O orçamento foi desenhado para cobrir um planejamento estratégico de longo prazo (com diretrizes fixadas até 2031) e será aplicado em frentes emergenciais e tecnológicas:

  • Reforço Humano e Combate Direto: Contratação temporária de brigadistas e fortalecimento das equipes de resposta rápida da Força-Tarefa Previncêndio e do Corpo de Bombeiros.
  • Logística e Infraestrutura Aeroespacial: Locação e manutenção de aeronaves de combate a incêndios e veículos utilitários para alcançar áreas de difícil acesso na zona rural e em Unidades de Conservação.
  • Bases Avançadas: Instalação de oito Bases Operacionais Avançadas em regiões críticas, incluindo uma nova estrutura na região da Serra do Papagaio.
  • Monitoramento e Comunicação: Ampliação de sistemas digitais de monitoramento via satélite e modernização da infraestrutura de comunicação de rádio e dados para diminuir o tempo de resposta entre a detecção do foco e a chegada das equipes.

A estratégia de governança interinstitucional

Diferente de ações pontuais de anos anteriores, o plano se destaca por unir forças entre setores que antes atuavam de forma fragmentada. O decreto integra:

  1. Órgãos Públicos e Forças de Segurança: Secretaria de Agricultura (Seapa), Secretaria de Meio Ambiente (Semad) e Polícia Militar de Meio Ambiente.
  2. Setor Produtivo: Federações e associações do agro para criar protocolos de intenção e treinar produtores rurais na criação de aceiros e manejo correto do solo.
  3. Academia e Sociedade Civil: Apoio de universidades públicas para mapear dinâmicas de vento, focos históricos e vulnerabilidade hídrica.

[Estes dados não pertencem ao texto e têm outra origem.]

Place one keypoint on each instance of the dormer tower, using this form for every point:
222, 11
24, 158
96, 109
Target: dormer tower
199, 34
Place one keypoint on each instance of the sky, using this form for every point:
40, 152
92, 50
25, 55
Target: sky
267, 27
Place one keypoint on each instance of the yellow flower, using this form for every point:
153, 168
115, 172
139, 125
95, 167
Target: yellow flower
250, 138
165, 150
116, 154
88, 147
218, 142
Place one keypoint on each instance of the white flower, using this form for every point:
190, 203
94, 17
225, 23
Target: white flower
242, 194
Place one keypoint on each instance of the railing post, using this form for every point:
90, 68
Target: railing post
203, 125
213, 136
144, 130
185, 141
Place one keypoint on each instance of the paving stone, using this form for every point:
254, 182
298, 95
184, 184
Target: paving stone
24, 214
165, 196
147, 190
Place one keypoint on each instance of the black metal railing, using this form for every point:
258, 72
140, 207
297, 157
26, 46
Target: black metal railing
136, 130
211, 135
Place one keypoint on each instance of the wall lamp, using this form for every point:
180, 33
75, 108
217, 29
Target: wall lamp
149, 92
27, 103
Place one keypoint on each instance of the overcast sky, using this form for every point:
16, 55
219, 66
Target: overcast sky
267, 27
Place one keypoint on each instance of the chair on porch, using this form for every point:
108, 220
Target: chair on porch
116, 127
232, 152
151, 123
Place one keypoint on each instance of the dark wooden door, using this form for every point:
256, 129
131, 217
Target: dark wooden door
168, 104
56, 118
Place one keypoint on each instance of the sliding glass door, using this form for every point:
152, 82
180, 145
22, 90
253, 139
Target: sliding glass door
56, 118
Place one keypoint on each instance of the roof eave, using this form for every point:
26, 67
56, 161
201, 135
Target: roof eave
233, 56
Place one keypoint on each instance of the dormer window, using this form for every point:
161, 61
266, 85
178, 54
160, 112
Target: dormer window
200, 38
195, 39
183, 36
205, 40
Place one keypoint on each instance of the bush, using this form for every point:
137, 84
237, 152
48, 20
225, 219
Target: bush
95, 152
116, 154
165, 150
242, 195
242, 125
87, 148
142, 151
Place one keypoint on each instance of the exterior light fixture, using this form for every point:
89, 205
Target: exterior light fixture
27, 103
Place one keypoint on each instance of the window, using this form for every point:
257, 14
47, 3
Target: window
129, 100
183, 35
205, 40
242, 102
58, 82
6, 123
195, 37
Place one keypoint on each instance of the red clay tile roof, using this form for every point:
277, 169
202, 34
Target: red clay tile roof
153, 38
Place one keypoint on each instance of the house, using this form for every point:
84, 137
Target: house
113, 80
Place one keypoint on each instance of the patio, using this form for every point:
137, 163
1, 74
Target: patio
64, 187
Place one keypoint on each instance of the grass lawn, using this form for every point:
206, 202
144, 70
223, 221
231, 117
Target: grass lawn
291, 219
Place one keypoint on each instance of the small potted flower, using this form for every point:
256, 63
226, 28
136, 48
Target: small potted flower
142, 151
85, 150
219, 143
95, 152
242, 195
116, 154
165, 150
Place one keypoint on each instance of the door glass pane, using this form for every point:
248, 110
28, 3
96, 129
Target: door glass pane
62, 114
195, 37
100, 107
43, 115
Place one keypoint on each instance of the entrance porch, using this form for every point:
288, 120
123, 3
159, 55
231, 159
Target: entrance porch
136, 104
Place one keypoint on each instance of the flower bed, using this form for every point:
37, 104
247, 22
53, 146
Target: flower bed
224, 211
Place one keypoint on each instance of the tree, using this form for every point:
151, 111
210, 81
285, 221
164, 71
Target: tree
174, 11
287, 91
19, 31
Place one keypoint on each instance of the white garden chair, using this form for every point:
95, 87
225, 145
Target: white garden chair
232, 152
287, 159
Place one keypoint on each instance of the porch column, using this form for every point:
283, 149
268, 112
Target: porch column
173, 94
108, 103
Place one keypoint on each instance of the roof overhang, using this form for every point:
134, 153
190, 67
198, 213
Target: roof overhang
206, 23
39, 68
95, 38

O papel do produtor rural: A diretoria da Seapa e frentes parlamentares ligadas ao agro reforçam que o produtor rural é um dos elos que mais sofre com os incêndios criminosos ou acidentais — que destroem lavouras de cana-de-açúcar, pastagens e plantações de café em poucos minutos. A meta principal do governo é reduzir drasticamente o total de área queimada em perímetros produtivos neste ano.